The COVID-19 death cases in Pakistan have been analyzed using the classical time series ARIMA model and the machine learning MLP model. Different candidate models of both models were applied and compared using different KPIs. The KPIs used, which have been frequently used in numerous classical and machine learning time series modeling, pointed to the fact that the MLP model with 20 hidden layers outperforms all other competing models for modeling and prediction purposes. It must be noted that increasing the hidden layer should be done with caution as the model may not remain efficient at some point after some fixed number of hidden layers. The MLP model was then used to forecast COVID-19 confirmed deaths in Pakistan. This will, in the long run, help authorities to put in place strategic prevention measures and mechanisms to curtail the death cases in the country. It will also assist authorities to ascertain the intensity of the pandemic in future. Although there is a strong campaign for vaccination, people should be encouraged to take vaccination seriously.
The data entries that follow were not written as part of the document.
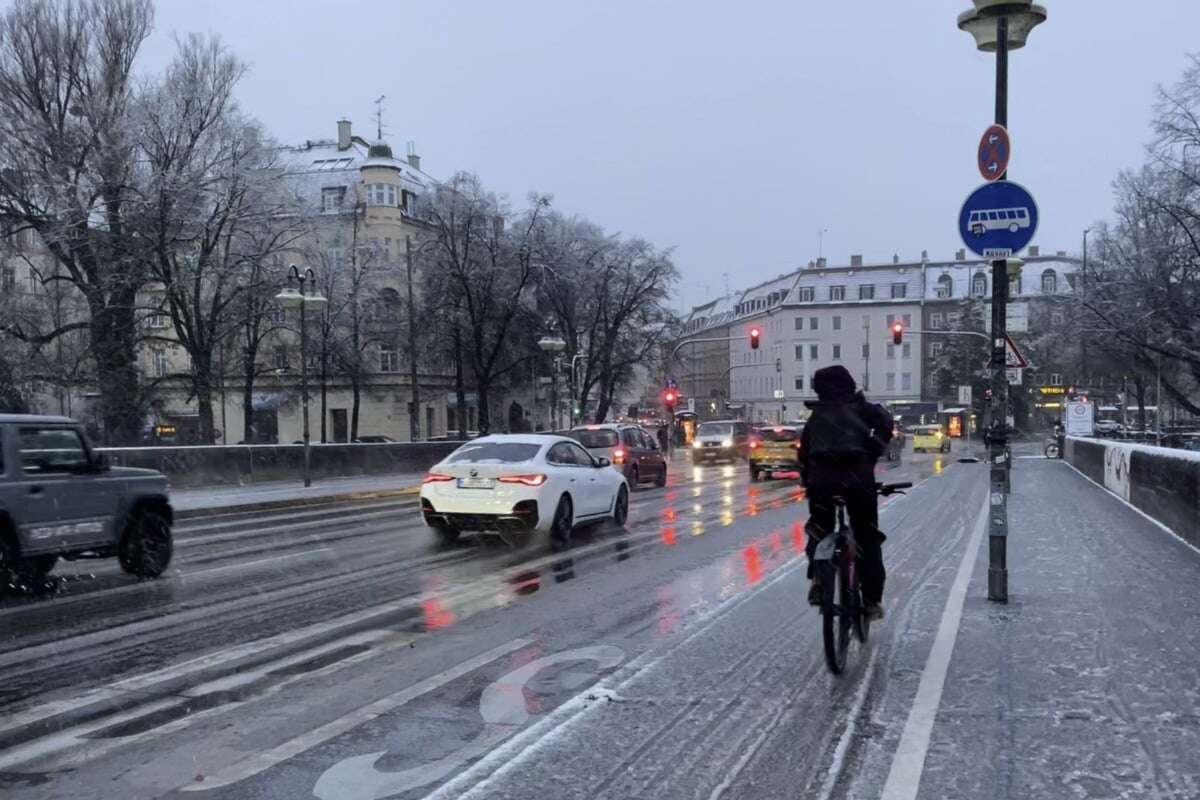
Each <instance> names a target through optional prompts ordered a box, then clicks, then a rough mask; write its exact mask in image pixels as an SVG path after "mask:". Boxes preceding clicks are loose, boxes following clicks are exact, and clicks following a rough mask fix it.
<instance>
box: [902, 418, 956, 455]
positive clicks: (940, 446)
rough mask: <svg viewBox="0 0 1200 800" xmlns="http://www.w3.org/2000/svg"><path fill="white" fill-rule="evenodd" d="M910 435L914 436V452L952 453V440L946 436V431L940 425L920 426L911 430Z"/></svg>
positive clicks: (913, 443) (912, 442) (917, 426)
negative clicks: (930, 450) (937, 452)
mask: <svg viewBox="0 0 1200 800" xmlns="http://www.w3.org/2000/svg"><path fill="white" fill-rule="evenodd" d="M910 433H911V434H912V451H913V452H928V451H930V450H936V451H938V452H950V438H949V437H948V435H946V431H943V429H942V426H940V425H918V426H917V427H914V428H911V429H910Z"/></svg>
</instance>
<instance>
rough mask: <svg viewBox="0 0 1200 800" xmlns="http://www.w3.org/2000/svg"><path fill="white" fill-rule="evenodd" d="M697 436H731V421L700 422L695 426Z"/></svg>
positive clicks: (715, 436) (722, 436)
mask: <svg viewBox="0 0 1200 800" xmlns="http://www.w3.org/2000/svg"><path fill="white" fill-rule="evenodd" d="M696 435H697V437H732V435H733V423H732V422H702V423H701V425H700V427H698V428H696Z"/></svg>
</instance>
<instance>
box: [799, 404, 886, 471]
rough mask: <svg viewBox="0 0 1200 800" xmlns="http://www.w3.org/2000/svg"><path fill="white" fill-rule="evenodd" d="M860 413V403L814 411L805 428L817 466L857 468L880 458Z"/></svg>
mask: <svg viewBox="0 0 1200 800" xmlns="http://www.w3.org/2000/svg"><path fill="white" fill-rule="evenodd" d="M858 410H859V404H858V403H829V404H822V405H821V407H820V408H818V409H814V414H812V416H810V417H809V421H808V425H806V426H805V427H806V433H808V437H809V458H810V459H811V461H812V463H814V464H821V465H830V464H833V465H836V464H857V463H862V462H864V461H868V459H870V458H878V455H877V453H875V450H876V447H874V446H872V445H874V444H875V443H872V441H871V429H870V427H869V426H868V425H866V421H865V420H863V417H862V415H860V414H859V413H858Z"/></svg>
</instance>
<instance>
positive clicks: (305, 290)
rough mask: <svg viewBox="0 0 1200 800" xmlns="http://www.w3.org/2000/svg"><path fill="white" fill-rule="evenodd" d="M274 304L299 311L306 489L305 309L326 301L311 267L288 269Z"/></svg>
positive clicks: (307, 375)
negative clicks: (286, 274) (301, 268)
mask: <svg viewBox="0 0 1200 800" xmlns="http://www.w3.org/2000/svg"><path fill="white" fill-rule="evenodd" d="M293 282H295V283H298V284H299V289H298V288H296V287H294V285H292V283H293ZM275 300H277V301H278V303H280V305H281V306H283V307H284V308H299V309H300V404H301V409H302V411H301V413H302V416H304V485H305V486H306V487H308V486H312V461H311V451H310V440H308V353H307V350H308V331H307V325H306V314H305V309H306V308H307V307H308V306H312V307H313V308H314V309H319V308H320V307H322V306H324V305H325V303H326V302H328V300H326V299H325V295H323V294H320V291H319V290H318V289H317V275H316V273H314V272H313V271H312V267H311V266H310V267H307V269H305V271H304V272H302V273H301V272H300V270H299V269H296V265H295V264H292V265H290V275H289V276H288V285H286V287H283V288H282V289H280V294H277V295H275Z"/></svg>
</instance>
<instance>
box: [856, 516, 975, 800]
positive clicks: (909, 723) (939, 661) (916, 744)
mask: <svg viewBox="0 0 1200 800" xmlns="http://www.w3.org/2000/svg"><path fill="white" fill-rule="evenodd" d="M988 511H989V509H988V505H986V503H985V504H984V507H983V510H982V511H980V512H979V518H978V521H977V522H976V528H974V530H973V531H972V534H971V540H970V541H968V542H967V548H966V552H965V553H964V554H962V560H961V561H960V563H959V571H958V575H955V576H954V583H953V584H952V585H950V594H949V597H947V600H946V608H943V609H942V621H941V622H940V624H938V626H937V636H936V637H935V638H934V646H932V648H930V651H929V658H926V661H925V669H924V670H923V672H922V674H920V684H918V685H917V696H916V697H914V698H913V702H912V708H911V709H908V718H907V720H905V723H904V730H902V732H901V734H900V744H899V745H896V752H895V754H894V756H893V757H892V768H890V769H889V770H888V780H887V782H886V783H884V784H883V794H881V795H880V800H916V798H917V790H918V789H919V788H920V776H922V774H923V772H924V771H925V756H926V753H928V752H929V739H930V736H931V735H932V733H934V722H935V721H936V718H937V709H938V706H940V705H941V703H942V690H943V687H944V686H946V673H947V672H948V670H949V667H950V656H953V655H954V643H955V640H956V639H958V637H959V624H960V622H961V621H962V604H964V603H965V602H966V596H967V584H968V583H970V582H971V573H972V571H973V570H974V563H976V559H977V558H978V555H979V545H980V542H982V541H983V531H984V529H985V528H986V527H988Z"/></svg>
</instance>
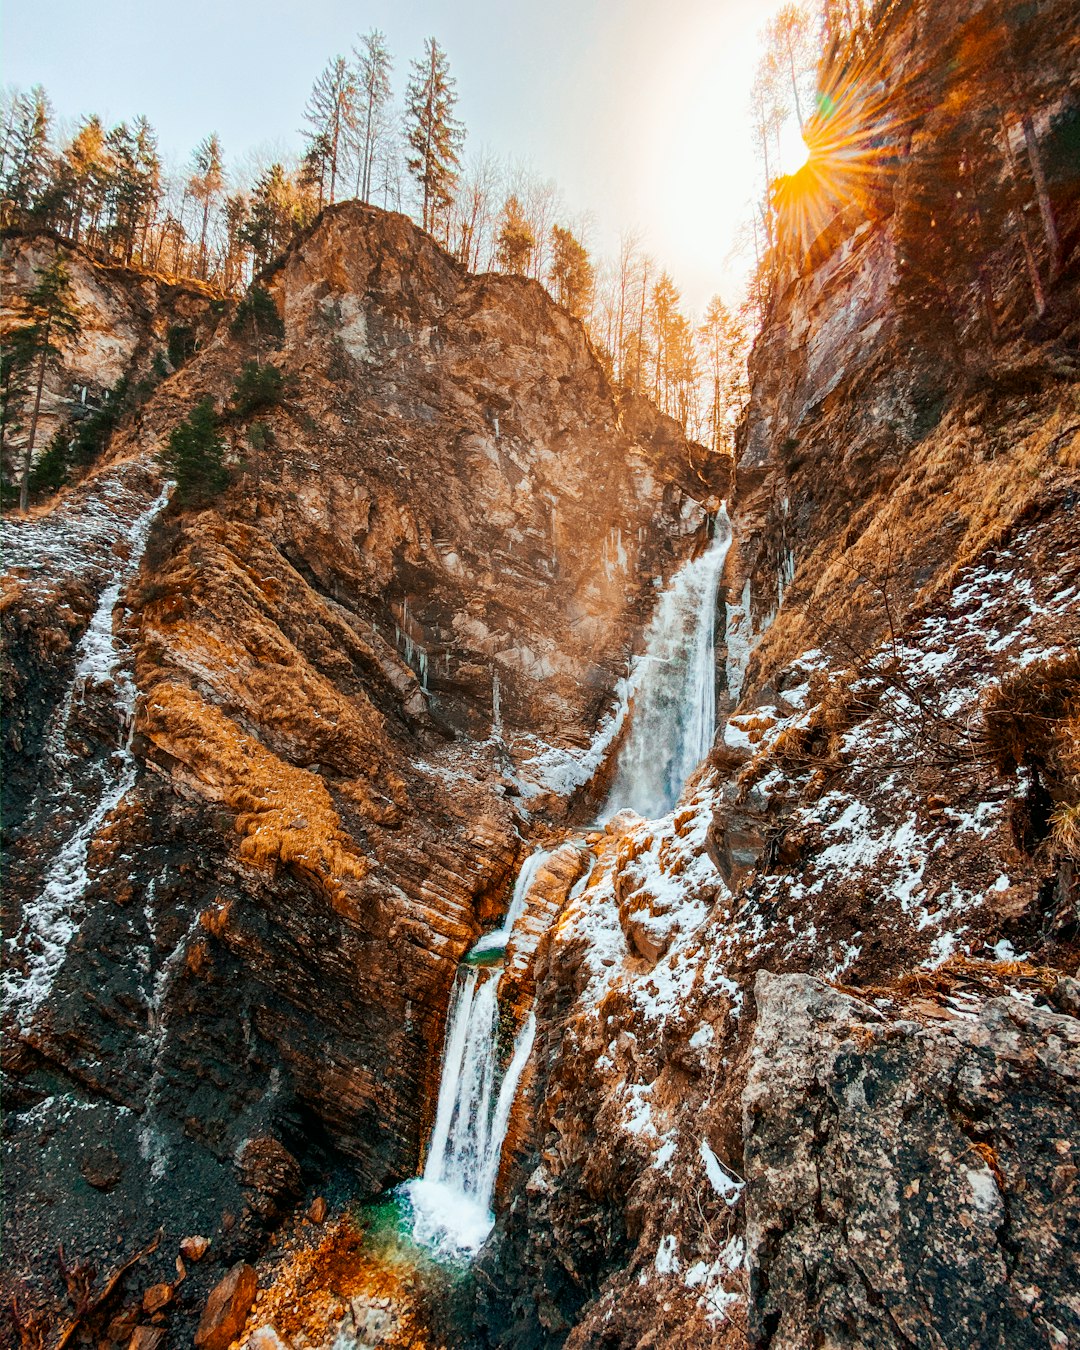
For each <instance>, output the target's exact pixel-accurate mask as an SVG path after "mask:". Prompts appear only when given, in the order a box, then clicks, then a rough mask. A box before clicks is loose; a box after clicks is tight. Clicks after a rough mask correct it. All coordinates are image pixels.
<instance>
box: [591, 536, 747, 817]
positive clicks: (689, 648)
mask: <svg viewBox="0 0 1080 1350" xmlns="http://www.w3.org/2000/svg"><path fill="white" fill-rule="evenodd" d="M730 543H732V529H730V524H729V522H728V516H726V512H721V514H720V517H718V518H717V522H715V535H714V537H713V540H711V543H710V545H709V547H707V548H706V549H705V551H703V552H702V553H701V555H699V556H698V558H694V559H691V560H690V562H688V563H684V564H683V567H682V568H679V571H678V572H676V574H675V576H674V579H672V582H671V585H670V586H668V589H667V590H666V591H664V594H663V595H661V597H660V601H659V603H657V606H656V613H655V614H653V617H652V622H651V624H649V626H648V632H647V633H645V651H644V655H643V656H640V657H639V659H637V664H636V667H634V671H633V676H632V684H633V693H632V709H630V729H629V732H628V734H626V740H625V741H624V744H622V747H621V749H620V753H618V761H617V768H616V776H614V782H613V784H612V790H610V792H609V795H607V802H606V805H605V811H603V814H605V815H607V817H610V815H613V814H614V813H616V811H621V810H622V809H624V807H630V809H632V810H634V811H637V814H639V815H644V817H647V818H649V819H651V818H655V817H657V815H663V814H664V813H666V811H670V810H671V807H672V806H674V805H675V802H676V801H678V799H679V792H682V790H683V784H684V783H686V780H687V779H688V778H690V775H691V774H693V772H694V769H695V768H697V767H698V764H701V761H702V760H703V759H705V756H706V755H707V753H709V748H710V747H711V744H713V736H714V734H715V715H717V684H715V639H714V628H715V614H717V587H718V585H720V574H721V570H722V567H724V559H725V558H726V556H728V548H729V547H730Z"/></svg>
It is the responsibility of the Government of Pakistan and the whole society to make the vaccination process successful.

Data Availability

Daily confirmed COVID-19 data from February 25, 2020 to March 23, 2022, provided by the Pakistan Ministry of National Health Services, Regulation and Government of Pakistan, were used for this study (https://covid.gov.pk).

Conflicts of Interest

The authors declare no conflicts of interest.

Authors’ Contributions

Conceptualization was conducted by MQ, MD, and KT. Methodology was proposed by MQ and MD. Validation and formal analysis were conducted by MQ and KT. Visualization was conducted by MD and KT. Drafting of the manuscript was conducted by MQ and MD. Manuscript editing and reviewing was conducted by MQ, MD, and KT. All authors read and approved the final manuscript.